毎日新聞 2015年05月21日 02時40分
安倍晋三首相と民主党の岡田克也代表らの党首討論で、安全保障関連法案をめぐる論戦が事実上始まった。岡田氏は集団的自衛権の行使容認に伴い自衛隊の武力行使が他国領に及ぶ可能性を聞いたが首相の説明はあやふやで、法案が抱える矛盾の一端を早くものぞかせた。
戦後の安全保障政策を転換させる法案の国会提出直後で注目された討論だ。だが核心部分で首相が正面から質問に答えない場面が目立った。
関連法案をめぐり岡田氏はまず、自衛隊による米軍などへの後方支援の拡大をめぐる認識をただした。
後方支援が可能な地域は今回の法案では「現に戦闘行為が行われている現場」以外であればよいと、従来の非戦闘地域よりも拡大される。岡田氏は「自衛隊が戦闘に巻き込まれるリスクが高まることを認めるべきだ」と迫ったが、首相は「戦闘が行われれば現場判断で退避、一時中止される」と強調した。「(法改正は)リスクとはかかわりがないこと」とかわし、リスクが増すかどうかは最後まで答えなかった。
それ以上に解せないのは、集団的自衛権の行使容認をめぐる説明だ。
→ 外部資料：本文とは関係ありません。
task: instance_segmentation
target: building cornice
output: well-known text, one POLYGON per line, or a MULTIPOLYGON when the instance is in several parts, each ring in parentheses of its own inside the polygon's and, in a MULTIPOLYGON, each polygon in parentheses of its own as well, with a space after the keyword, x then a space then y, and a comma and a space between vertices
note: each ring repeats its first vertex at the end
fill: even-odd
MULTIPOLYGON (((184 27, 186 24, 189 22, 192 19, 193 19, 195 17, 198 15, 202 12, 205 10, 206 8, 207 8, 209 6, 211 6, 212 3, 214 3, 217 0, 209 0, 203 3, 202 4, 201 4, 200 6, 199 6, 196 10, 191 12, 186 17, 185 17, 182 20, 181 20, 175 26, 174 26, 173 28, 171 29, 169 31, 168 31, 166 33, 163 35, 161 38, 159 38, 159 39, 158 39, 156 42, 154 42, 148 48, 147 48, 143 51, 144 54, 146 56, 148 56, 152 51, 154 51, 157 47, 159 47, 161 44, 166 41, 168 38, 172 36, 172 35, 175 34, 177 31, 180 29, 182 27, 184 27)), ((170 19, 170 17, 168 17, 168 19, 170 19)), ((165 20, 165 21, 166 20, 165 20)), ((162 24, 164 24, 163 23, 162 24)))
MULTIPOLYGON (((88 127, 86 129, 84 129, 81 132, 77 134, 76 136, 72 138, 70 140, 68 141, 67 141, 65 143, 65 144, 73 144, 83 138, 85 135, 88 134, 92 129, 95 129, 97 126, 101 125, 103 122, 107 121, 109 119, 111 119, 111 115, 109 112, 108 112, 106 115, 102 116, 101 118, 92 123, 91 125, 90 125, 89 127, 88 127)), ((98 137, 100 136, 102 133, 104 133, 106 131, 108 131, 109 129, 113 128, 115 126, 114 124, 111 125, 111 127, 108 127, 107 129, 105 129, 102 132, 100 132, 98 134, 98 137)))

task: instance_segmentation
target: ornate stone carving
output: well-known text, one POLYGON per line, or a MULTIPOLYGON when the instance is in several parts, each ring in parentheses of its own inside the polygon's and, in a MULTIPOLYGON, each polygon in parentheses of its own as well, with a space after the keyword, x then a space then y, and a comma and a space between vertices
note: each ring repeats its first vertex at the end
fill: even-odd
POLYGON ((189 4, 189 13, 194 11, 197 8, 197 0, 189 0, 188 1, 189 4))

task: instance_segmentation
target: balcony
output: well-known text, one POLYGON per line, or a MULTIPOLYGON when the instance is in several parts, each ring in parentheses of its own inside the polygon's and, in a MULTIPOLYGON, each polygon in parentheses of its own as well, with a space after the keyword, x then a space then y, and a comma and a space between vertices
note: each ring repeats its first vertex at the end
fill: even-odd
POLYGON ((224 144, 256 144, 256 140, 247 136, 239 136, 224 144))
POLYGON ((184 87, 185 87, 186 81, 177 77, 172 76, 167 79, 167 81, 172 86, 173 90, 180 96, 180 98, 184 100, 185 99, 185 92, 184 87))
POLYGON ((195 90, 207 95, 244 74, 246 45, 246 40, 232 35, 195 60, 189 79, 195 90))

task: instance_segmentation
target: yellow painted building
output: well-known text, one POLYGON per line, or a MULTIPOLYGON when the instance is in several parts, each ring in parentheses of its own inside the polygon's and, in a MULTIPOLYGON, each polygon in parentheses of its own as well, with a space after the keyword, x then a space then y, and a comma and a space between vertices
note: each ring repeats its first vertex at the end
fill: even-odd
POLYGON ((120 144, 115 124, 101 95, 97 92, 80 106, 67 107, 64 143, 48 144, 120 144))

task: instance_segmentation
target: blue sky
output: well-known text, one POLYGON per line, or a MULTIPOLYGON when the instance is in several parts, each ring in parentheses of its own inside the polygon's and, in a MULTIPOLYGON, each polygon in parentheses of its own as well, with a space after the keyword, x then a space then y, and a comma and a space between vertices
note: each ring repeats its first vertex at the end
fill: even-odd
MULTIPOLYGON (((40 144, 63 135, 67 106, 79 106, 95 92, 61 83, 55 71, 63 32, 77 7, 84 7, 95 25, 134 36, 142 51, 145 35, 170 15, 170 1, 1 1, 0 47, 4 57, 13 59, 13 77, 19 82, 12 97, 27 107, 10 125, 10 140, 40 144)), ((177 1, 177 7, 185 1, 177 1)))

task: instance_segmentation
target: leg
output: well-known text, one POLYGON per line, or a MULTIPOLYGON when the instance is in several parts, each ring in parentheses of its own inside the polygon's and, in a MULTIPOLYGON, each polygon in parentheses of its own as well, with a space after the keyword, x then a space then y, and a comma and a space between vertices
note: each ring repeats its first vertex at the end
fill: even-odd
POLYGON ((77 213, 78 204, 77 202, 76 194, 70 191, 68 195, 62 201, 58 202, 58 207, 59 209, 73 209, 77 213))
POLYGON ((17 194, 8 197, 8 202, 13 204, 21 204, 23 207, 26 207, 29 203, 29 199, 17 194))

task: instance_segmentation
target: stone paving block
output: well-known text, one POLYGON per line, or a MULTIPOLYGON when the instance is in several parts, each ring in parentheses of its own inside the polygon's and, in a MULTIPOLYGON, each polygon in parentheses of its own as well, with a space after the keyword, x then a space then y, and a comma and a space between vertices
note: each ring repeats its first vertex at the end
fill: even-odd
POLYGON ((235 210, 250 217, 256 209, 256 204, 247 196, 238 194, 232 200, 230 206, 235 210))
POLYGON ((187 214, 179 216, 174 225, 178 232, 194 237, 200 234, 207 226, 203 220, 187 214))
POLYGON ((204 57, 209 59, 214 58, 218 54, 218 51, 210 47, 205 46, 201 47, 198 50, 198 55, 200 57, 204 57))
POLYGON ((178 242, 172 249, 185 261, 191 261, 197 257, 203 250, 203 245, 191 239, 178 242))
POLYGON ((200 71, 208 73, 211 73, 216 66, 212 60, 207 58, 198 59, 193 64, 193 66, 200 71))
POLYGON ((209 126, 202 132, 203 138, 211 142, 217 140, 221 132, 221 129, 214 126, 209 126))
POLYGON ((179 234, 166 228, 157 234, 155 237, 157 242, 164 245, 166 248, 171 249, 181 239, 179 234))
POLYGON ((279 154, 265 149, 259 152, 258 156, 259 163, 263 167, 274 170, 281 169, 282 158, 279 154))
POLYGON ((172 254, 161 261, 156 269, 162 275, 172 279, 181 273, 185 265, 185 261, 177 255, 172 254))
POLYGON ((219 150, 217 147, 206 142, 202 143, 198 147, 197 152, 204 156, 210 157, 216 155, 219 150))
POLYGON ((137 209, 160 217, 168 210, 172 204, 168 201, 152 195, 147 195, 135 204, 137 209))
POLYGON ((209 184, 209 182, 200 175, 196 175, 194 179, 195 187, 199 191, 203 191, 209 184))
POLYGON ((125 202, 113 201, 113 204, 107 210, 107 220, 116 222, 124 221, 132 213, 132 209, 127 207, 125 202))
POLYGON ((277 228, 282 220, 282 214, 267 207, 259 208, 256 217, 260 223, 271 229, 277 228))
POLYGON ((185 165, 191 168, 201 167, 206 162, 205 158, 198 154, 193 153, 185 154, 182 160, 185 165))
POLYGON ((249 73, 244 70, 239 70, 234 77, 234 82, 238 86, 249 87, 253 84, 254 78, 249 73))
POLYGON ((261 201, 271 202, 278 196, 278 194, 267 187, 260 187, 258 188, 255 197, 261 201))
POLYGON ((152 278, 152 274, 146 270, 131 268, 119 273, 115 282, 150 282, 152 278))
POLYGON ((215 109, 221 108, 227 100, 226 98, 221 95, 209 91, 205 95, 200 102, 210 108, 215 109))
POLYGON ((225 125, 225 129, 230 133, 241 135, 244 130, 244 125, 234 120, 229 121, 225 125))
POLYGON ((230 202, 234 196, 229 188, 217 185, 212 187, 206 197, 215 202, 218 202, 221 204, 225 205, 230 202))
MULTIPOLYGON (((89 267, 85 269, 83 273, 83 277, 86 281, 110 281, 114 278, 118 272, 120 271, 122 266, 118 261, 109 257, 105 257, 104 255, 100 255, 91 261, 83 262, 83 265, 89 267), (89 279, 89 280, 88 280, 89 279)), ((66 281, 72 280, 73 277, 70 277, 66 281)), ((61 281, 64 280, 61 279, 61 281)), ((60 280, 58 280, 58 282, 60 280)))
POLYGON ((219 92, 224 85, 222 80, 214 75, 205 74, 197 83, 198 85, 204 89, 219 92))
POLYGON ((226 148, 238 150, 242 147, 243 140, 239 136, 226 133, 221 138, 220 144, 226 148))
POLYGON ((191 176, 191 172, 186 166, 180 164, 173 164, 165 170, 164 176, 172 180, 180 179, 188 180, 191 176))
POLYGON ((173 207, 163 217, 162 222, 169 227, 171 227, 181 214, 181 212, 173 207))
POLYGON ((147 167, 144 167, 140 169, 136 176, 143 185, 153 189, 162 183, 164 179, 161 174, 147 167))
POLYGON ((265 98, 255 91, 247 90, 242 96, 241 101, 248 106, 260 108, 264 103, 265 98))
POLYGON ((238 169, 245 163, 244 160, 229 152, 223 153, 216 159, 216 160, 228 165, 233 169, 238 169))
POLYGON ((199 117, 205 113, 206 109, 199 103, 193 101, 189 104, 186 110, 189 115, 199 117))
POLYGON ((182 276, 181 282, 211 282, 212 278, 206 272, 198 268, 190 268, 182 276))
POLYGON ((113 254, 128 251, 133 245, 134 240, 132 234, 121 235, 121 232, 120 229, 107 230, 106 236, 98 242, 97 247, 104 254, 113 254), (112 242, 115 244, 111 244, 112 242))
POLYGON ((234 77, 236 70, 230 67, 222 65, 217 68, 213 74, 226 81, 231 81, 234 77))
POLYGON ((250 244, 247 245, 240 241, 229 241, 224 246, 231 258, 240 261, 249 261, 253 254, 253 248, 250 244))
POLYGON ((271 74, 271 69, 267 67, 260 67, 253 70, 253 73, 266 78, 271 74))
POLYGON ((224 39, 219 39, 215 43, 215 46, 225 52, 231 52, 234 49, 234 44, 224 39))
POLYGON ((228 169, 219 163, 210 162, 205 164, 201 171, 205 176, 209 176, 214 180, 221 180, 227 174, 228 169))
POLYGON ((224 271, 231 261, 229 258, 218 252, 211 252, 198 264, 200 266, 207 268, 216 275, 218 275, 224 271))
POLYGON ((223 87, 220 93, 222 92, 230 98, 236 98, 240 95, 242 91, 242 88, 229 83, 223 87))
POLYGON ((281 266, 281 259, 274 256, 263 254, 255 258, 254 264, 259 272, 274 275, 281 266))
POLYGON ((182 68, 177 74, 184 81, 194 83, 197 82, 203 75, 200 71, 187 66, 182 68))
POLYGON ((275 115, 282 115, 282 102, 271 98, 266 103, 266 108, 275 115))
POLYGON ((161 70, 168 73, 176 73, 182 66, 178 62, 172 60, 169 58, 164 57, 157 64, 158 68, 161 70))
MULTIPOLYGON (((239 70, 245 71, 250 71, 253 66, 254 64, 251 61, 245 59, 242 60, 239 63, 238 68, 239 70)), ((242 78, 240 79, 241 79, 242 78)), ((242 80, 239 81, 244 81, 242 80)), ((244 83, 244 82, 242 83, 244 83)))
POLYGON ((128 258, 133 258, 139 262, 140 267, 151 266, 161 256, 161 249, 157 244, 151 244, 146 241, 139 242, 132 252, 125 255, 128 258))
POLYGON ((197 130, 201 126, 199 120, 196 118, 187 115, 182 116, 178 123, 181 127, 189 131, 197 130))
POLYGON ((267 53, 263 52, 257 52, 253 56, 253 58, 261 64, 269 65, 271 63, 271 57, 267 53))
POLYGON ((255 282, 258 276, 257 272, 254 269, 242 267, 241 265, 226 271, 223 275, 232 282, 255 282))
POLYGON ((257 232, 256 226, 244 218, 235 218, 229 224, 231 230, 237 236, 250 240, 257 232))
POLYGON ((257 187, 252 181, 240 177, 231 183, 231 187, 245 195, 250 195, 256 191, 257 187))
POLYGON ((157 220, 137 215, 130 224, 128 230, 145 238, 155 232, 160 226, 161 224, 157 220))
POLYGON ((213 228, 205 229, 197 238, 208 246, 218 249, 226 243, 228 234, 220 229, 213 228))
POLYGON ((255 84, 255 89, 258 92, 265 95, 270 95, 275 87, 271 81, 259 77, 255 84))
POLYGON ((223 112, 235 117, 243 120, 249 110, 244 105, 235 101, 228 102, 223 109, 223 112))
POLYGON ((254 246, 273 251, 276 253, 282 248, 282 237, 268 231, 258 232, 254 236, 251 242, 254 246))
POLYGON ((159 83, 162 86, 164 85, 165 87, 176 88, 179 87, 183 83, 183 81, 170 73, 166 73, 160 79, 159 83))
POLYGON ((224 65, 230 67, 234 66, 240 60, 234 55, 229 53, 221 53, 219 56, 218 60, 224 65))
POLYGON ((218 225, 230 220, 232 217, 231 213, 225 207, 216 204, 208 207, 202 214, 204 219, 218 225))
岡田氏から「(新法制で)自衛隊による他国の領土、領海、領空での武力行使は生じないのか」と重ねて聞かれ、首相は「戦闘、作戦行動目的で他国の領土、領海、領空で武力行使はしない」と答えた。
だが「戦闘目的で」と留保をつけたとはいえ、そもそも集団的自衛権の行使を容認する武力攻撃事態法改正案は「存立危機事態」など3要件を満たした場合の他国領も含む武力行使を法律上の前提としたのではないか。もし首相の言うとおりなら、今回の法案もより明確な歯止めをかけられたはずだ。岡田氏は首相の説明に納得せず「(それなら)はっきり法案を修正すべきだ」とたたみかけた。本質を覆うような答弁は法案と矛盾しかねず、根幹にかかわる。
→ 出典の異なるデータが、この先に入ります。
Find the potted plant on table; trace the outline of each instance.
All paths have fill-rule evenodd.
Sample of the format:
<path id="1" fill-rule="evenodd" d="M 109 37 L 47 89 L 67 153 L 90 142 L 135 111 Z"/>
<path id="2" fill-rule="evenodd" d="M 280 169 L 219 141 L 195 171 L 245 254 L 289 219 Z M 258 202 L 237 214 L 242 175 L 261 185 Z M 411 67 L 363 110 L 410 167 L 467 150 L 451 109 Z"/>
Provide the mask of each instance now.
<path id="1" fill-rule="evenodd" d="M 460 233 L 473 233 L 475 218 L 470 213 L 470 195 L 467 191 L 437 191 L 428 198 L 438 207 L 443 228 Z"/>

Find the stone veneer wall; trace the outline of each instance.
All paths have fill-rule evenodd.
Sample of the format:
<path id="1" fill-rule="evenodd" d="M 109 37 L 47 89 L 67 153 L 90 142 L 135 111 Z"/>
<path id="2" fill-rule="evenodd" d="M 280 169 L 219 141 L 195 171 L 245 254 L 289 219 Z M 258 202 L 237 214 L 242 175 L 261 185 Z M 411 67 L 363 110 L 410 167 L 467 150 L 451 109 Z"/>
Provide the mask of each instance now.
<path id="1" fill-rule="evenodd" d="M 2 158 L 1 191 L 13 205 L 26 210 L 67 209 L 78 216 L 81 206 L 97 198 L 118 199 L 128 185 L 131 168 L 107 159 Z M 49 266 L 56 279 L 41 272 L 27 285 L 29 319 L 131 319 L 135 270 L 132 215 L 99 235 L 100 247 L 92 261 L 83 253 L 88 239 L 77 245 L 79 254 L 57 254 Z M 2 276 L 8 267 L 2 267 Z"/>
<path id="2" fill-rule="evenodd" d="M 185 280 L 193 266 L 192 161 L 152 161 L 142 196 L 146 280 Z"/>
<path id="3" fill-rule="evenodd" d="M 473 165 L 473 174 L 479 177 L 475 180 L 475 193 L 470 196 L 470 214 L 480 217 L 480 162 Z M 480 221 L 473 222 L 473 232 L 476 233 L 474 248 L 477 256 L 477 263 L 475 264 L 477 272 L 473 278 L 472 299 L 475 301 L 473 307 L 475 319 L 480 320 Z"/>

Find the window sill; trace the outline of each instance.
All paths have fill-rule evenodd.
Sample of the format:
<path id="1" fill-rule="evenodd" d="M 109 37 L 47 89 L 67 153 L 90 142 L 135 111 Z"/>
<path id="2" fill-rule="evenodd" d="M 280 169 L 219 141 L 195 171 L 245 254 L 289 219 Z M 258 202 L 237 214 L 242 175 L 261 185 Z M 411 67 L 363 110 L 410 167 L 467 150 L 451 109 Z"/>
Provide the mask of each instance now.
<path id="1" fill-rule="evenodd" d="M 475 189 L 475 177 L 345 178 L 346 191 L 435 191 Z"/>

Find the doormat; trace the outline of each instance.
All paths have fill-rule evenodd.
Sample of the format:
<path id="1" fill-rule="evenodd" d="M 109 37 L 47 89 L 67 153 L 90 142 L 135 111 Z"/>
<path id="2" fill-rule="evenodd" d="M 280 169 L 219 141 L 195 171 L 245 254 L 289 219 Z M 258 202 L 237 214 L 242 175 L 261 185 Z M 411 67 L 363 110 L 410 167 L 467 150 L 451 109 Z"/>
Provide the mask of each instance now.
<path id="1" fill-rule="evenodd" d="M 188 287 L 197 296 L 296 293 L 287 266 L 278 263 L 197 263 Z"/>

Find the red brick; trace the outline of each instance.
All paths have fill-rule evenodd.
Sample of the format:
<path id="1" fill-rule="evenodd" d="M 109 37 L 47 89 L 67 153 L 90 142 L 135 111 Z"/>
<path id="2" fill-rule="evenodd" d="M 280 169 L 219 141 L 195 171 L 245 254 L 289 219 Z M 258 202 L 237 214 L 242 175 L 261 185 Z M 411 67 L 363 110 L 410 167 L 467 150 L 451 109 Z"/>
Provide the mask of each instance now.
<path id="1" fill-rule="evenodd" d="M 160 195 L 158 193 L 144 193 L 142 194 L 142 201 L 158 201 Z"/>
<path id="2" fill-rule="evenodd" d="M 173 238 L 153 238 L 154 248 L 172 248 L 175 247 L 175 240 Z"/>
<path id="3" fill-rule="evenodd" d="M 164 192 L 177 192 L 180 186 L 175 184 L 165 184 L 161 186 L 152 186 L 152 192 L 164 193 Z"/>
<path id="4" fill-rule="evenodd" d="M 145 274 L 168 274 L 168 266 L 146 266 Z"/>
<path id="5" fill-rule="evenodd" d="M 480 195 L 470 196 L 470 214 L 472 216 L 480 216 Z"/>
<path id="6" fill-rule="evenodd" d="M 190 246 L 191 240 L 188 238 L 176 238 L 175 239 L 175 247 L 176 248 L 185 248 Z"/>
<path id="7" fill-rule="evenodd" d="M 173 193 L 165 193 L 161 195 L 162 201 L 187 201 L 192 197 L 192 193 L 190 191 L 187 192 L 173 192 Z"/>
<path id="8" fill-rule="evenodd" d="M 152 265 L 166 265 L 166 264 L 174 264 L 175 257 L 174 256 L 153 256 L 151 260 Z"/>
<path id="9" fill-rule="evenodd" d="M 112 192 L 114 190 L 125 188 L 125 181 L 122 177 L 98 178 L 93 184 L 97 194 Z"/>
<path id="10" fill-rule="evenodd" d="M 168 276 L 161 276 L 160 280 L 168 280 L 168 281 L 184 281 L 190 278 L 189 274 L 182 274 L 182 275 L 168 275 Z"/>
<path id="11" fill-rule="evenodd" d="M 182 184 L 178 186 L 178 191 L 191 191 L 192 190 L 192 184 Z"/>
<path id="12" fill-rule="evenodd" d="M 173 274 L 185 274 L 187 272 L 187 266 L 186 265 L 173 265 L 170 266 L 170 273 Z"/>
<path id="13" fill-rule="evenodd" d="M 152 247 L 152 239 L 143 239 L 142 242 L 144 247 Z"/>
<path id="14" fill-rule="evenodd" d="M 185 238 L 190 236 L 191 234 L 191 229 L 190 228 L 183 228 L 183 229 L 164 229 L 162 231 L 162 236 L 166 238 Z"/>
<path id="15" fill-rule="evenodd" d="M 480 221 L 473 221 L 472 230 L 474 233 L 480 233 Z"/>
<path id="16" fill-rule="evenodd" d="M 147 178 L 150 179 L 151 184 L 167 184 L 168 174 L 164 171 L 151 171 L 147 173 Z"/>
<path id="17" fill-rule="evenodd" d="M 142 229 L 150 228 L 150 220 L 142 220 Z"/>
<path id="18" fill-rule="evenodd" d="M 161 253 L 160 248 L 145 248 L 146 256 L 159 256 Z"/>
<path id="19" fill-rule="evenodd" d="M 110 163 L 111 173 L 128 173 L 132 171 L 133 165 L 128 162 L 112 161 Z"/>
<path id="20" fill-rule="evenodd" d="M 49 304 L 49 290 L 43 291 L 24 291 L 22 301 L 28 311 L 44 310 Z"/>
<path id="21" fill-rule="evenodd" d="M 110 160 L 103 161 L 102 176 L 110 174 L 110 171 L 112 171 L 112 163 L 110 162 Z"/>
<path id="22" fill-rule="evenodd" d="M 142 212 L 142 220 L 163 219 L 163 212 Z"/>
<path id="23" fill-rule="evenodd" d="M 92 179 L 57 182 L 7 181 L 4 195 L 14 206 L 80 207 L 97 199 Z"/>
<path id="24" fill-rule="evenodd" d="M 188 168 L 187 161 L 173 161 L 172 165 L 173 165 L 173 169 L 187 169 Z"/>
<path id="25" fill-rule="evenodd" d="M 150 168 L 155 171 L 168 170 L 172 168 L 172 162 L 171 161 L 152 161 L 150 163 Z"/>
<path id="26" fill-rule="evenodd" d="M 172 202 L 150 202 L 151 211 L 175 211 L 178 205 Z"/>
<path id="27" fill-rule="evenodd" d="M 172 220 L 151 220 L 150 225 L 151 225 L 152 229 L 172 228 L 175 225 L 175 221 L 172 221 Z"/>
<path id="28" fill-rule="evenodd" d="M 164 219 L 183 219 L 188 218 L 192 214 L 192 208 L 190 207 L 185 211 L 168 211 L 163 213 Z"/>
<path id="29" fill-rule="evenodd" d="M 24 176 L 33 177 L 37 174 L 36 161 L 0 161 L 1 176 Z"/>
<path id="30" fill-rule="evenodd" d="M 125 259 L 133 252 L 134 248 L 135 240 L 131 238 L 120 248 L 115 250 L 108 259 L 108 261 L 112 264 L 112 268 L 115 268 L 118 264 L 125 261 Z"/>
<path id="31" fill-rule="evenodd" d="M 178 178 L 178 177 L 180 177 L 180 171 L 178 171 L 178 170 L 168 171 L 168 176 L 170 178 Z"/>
歴史認識も討論では取り上げられた。共産党の志位和夫委員長はさきの戦争について「間違った戦争と考えるのか」と聞いたが、首相は答えなかった。
首相が討論で「われわれが提出する法律の説明はまったくただしい。私が総理大臣なんですから」と言う場面もあった。総じて、正面から議論に応じ、理解を求めようとする姿勢が乏しかったのではないか。
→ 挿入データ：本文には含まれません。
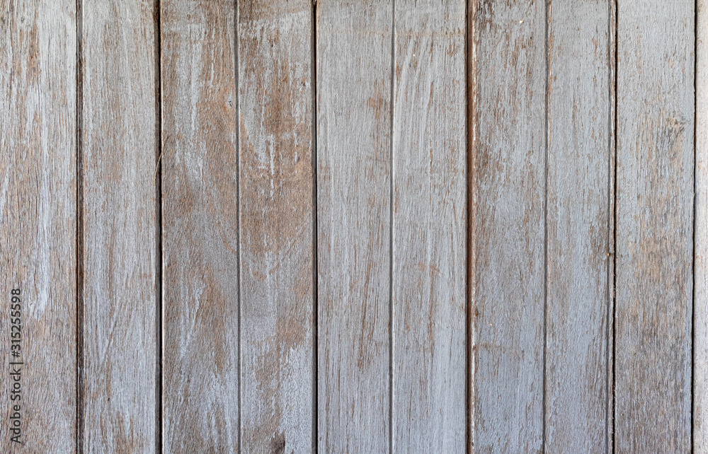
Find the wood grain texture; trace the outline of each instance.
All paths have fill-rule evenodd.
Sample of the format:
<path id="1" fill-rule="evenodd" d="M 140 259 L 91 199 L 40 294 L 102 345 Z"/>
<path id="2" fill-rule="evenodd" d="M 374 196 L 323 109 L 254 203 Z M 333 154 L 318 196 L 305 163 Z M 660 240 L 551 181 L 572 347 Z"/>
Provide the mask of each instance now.
<path id="1" fill-rule="evenodd" d="M 83 3 L 83 448 L 152 452 L 154 4 Z"/>
<path id="2" fill-rule="evenodd" d="M 389 450 L 393 5 L 316 10 L 318 444 Z"/>
<path id="3" fill-rule="evenodd" d="M 708 4 L 696 3 L 693 449 L 708 453 Z"/>
<path id="4" fill-rule="evenodd" d="M 465 2 L 395 2 L 394 451 L 466 446 Z"/>
<path id="5" fill-rule="evenodd" d="M 0 1 L 4 453 L 76 450 L 76 33 L 74 1 Z M 12 289 L 23 327 L 21 356 L 11 359 Z M 8 361 L 24 362 L 19 401 Z M 8 431 L 16 404 L 21 445 Z"/>
<path id="6" fill-rule="evenodd" d="M 691 448 L 694 2 L 618 4 L 617 452 Z"/>
<path id="7" fill-rule="evenodd" d="M 472 438 L 477 453 L 536 453 L 543 422 L 546 4 L 472 6 Z"/>
<path id="8" fill-rule="evenodd" d="M 243 447 L 312 450 L 312 4 L 239 5 Z"/>
<path id="9" fill-rule="evenodd" d="M 607 450 L 608 1 L 549 6 L 545 449 Z M 612 63 L 610 63 L 612 57 Z"/>
<path id="10" fill-rule="evenodd" d="M 161 3 L 164 446 L 239 449 L 234 4 Z"/>
<path id="11" fill-rule="evenodd" d="M 708 453 L 708 4 L 696 4 L 693 451 Z"/>

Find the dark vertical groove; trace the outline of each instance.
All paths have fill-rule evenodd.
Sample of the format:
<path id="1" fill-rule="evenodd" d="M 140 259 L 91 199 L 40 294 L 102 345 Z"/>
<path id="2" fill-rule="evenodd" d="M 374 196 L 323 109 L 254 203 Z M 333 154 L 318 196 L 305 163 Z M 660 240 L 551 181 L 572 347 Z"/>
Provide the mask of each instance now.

今回、岡田氏が多岐にわたる法案からポイントを整理して首相に見解を聞き、国民に問題点を示した姿勢は理解できる。だが、法案が審議入りすれば民主党がどこまで自衛隊の活動を認めるかの立場も問われる。党首討論をスタート台に、より建設的な議論を求めたい。
時事ドットコム
安倍首相答弁、抽象論に終始=「国民理解」程遠く-安保法制
今国会初となった20日の党首討論で、安全保障関連法案をめぐる論戦がスタートした。民主党の岡田克也代表は、安倍晋三首相が「米国の戦争に巻き込まれることは絶対にあり得ない」と発言したことを問題視し、具体的な説明を要求。しかし、首相は武力行使の新3要件により「歯止め」がかかっているとの公式答弁に終始した。具体論には深入りせず、抽象論で法案審議を乗り切ろうとする首相の姿勢が鮮明となり、国民の理解は容易に深まりそうにないことを早くも印象付けた。
岡田氏は討論で「国民に正直に、こういうリスクがあるがやっぱり必要だと説明しないと絶対に理解されない」と強調。米軍が日本周辺地域で第三国と戦闘に入った際の自衛隊の活動について「米国が武力行使することで、その跳ね返りが日本にくることは当然考えられる」とただした。
これに対し首相は、国の存立が脅かされる明白な危険の発生など新3要件を満たさなければ「自動的に(自衛隊が)行くことはあり得ない」と反論。「われわれは武力行使はしないし、後方支援活動でも戦闘現場になれば直ちに撤収していく。巻き込まれ論はあり得ない」と述べた。
岡田氏は集団的自衛権の行使に当たり、自衛隊の活動範囲が「相手国の領土、領空、領海に及ぶのは当然だ」とも指摘したが、首相は「必要最小限度の実力行使にとどまる」とした新3要件を盾に、「他国の領土に戦闘行動を目的に派兵することはない」と主張した。
自衛隊が戦闘に巻き込まれる危険性を断定口調で否定し続ける首相に岡田氏が業を煮やし、「私は一つも納得できない。間違っている」と声を荒らげると、首相は「法案についての説明は全く正しいと思いますよ。私は総理大臣なんですから」と言葉尻を捉えて反論する場面もあった。
首相としては、実際の事態が発生していない以上、相手の議論の土俵に乗って具体論に踏み込むことのないよう「安全運転」に徹した格好だ。討論後、岡田氏はこうした首相の姿勢について記者団に「聞いていないことを延々と答えており、国民に分かるはずもない」と不満を表明。首相の答弁ぶりから、国民の理解を促す努力を怠っていると訴えていく構えを示した。(2015/05/20-21:02)
今日の党首討論の中で、一番ひっかかったのは、「我々の法案の説明は全く正しいと思いますよ。私は総理大臣なんですから」という部分。これ、論理的には破綻しているのだけれど、「総理大臣は常に正しい、私が総理大臣であり、私の説明は常に正しい」という信仰だとすれば納得がいく。